Il ne dit pas : « il faut supprimer la catalanité. », il affirme que « la catalanité ne peut se confondre avec un projet de nature politique, promoteur d’une revendication indépendantiste ».

Il ne dit pas : « oublions notre histoire catalane », il nous fait part, au contraire, d’une conviction, en indiquant qu’une France suffisamment forte n’a aucune raison d’avoir peur de la particularité des histoires locales.

Louis Aliot fait partie de ces responsables politiques qui pensent que l’identité française renvoie à une réalité historique et culturelle solide, en capacité d’agréger la pluralité de ses propres héritages.

Le Roussillon peut donc être français et catalan !

Perpignan communique avec Paris sans tourner le dos à Barcelone !

Nous chantons « La Marseillaise » et dansons la sardane !

Nous parlons français et nous voulons transmettre la langue catalane !

Nous sommes attachés à la République française et tout autant à l’histoire particulière de notre province de naissance.

La question n’est pas de savoir quelle identité doit mourir pour que l’autre vive mais de faire coexister deux fidélités.

Le comportement des générations de catalans qui ont combattu sous l’uniforme français illustre parfaitement cet état d’esprit, en rappelant que l’appartenance à la France n’a jamais signifié l’effacement de la « catalanité ».

L’expression consacrée « catalan d’abord, français toujours » prend alors une dimension réellement philosophique.

Signifie surtout que nous pouvons nous inscrire dans l’identité de sa terre, fidèle à l’histoire et à la mémoire et être un citoyen de la nation, fier de l’être.

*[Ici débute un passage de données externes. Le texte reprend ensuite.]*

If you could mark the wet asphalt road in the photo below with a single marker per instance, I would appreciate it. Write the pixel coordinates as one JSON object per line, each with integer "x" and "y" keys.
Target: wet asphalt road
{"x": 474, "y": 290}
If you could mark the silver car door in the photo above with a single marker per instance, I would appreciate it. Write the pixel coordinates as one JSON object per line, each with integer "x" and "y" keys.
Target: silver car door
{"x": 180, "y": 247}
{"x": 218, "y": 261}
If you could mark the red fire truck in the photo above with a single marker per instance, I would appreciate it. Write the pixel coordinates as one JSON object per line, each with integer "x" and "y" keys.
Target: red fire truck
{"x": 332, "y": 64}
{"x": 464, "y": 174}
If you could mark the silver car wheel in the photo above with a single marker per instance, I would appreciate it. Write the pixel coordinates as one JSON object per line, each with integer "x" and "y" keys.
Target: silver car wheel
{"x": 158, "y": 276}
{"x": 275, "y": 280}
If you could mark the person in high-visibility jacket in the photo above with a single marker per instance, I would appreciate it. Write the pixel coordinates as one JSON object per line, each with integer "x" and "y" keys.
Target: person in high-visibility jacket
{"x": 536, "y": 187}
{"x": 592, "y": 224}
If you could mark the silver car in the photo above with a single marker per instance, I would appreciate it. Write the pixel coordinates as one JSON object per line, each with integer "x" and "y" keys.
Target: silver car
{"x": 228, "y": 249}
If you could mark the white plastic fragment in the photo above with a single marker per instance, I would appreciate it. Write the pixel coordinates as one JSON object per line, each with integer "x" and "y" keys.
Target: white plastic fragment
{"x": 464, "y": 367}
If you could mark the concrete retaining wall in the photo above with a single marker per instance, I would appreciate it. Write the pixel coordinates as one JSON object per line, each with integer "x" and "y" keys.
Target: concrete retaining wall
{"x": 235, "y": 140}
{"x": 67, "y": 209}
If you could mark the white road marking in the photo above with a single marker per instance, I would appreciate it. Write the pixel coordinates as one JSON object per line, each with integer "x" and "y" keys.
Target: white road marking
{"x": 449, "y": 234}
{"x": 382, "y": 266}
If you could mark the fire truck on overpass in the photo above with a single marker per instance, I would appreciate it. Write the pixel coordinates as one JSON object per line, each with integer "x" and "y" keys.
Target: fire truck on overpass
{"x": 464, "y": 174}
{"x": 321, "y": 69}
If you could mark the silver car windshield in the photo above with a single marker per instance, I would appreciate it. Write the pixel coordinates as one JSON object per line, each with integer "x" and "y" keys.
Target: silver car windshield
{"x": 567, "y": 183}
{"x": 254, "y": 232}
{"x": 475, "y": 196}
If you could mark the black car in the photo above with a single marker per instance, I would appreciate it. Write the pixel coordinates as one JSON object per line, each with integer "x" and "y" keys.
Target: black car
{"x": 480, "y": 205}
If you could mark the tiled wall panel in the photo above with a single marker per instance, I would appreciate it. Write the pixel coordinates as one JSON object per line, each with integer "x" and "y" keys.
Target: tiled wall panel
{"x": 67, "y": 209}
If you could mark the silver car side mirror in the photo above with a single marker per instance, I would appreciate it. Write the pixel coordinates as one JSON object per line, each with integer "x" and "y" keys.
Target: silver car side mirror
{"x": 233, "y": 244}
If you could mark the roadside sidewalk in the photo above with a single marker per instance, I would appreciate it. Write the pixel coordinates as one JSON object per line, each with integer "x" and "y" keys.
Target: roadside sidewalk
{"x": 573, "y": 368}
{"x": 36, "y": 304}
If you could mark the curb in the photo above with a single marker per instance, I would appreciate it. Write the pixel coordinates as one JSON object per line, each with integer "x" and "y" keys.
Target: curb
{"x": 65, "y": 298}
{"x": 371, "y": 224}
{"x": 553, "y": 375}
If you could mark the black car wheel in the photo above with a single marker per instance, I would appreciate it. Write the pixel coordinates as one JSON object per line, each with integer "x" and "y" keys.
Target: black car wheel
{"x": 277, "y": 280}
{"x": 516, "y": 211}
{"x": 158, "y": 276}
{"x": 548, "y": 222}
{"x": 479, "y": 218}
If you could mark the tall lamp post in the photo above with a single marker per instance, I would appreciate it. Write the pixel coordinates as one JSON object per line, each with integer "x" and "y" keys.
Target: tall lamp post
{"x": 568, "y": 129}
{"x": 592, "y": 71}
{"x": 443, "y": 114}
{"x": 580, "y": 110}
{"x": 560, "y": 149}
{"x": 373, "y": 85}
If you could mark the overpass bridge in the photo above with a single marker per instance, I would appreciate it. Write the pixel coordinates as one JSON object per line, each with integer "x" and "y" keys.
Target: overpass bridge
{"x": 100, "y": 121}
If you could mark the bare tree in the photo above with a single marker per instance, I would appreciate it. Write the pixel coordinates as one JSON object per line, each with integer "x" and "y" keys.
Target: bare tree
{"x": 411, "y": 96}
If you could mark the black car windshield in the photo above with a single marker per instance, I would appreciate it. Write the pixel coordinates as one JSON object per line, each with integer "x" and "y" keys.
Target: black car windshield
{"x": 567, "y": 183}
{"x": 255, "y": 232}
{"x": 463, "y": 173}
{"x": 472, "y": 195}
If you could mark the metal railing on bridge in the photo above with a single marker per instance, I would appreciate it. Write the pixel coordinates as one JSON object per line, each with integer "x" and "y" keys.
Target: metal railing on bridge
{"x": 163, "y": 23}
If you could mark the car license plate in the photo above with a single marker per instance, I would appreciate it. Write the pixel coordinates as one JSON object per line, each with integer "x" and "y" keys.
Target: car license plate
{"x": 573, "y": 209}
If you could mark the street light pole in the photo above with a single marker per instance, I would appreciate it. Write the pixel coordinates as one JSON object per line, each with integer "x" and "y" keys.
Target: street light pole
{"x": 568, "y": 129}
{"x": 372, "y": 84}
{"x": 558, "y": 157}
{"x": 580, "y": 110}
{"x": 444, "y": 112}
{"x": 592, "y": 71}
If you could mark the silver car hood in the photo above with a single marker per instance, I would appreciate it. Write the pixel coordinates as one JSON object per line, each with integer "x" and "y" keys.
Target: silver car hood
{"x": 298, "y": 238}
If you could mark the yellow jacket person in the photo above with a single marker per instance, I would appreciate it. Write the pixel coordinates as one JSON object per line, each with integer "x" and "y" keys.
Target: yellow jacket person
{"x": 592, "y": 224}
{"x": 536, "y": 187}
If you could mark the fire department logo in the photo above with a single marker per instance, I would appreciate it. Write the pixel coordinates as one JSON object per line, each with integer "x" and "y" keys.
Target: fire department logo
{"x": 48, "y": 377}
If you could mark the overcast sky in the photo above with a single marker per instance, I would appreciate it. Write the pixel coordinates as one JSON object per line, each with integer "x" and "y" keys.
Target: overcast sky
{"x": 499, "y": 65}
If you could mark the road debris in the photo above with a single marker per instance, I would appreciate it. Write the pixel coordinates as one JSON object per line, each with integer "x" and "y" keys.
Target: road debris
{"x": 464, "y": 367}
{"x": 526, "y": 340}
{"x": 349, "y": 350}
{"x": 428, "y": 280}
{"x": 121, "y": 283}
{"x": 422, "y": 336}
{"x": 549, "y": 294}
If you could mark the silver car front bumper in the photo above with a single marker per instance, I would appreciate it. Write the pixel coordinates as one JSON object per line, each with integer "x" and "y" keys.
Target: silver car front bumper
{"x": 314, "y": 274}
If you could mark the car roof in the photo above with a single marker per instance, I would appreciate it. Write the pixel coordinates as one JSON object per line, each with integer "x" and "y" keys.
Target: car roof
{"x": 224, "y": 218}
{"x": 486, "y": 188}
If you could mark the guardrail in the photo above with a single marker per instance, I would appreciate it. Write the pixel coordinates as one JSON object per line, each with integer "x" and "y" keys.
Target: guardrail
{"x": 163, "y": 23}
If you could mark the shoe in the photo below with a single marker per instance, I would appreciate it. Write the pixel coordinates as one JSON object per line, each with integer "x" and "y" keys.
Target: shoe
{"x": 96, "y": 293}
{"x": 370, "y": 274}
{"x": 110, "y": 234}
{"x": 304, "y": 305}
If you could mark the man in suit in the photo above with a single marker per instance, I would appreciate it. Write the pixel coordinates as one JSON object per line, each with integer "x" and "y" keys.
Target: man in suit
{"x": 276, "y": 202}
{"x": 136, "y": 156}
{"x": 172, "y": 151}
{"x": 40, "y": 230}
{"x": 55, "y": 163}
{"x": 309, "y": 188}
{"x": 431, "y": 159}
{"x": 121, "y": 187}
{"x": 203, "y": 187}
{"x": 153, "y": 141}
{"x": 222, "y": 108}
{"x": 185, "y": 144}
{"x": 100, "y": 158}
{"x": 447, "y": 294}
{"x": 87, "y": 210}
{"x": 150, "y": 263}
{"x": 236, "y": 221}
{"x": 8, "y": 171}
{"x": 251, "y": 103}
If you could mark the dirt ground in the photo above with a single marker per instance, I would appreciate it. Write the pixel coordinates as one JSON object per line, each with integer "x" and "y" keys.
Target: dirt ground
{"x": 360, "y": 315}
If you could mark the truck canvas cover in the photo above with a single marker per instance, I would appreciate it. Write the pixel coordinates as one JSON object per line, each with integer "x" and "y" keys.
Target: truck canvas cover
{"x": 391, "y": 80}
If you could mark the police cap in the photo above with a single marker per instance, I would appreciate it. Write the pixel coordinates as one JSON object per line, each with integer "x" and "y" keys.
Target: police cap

L’amour d’une culture n’implique pas nécessairement la haine d’une autre.

Dans cette logique, un élément, souvent oublié, éclaire davantage encore la pertinence de cette vision : celui relatif au nom historique donné à Perpignan.

Avant les débats contemporains sur « Perpignan la rayonnante » versus « Perpignan la catalane », la ville portait déjà un titre évocateur : Perpignan la « Fidelíssima ».

Cette appellation, héritée de l’histoire médiévale et des fidélités successives de la cité, démontre à quel point Perpignan se définit par cette forme d’attachement et de loyauté à l’égard de ses racines plutôt qu’au travers de brutales ruptures identitaires.

Elle n’a jamais été pensée comme une ville qui implique de « faire le tri » entre ses appartenances mais comme une ville fidèle à plusieurs héritages.

C’est dans ce prolongement que s’inscrit également le jumelage de Perpignan avec Palma de Majorque.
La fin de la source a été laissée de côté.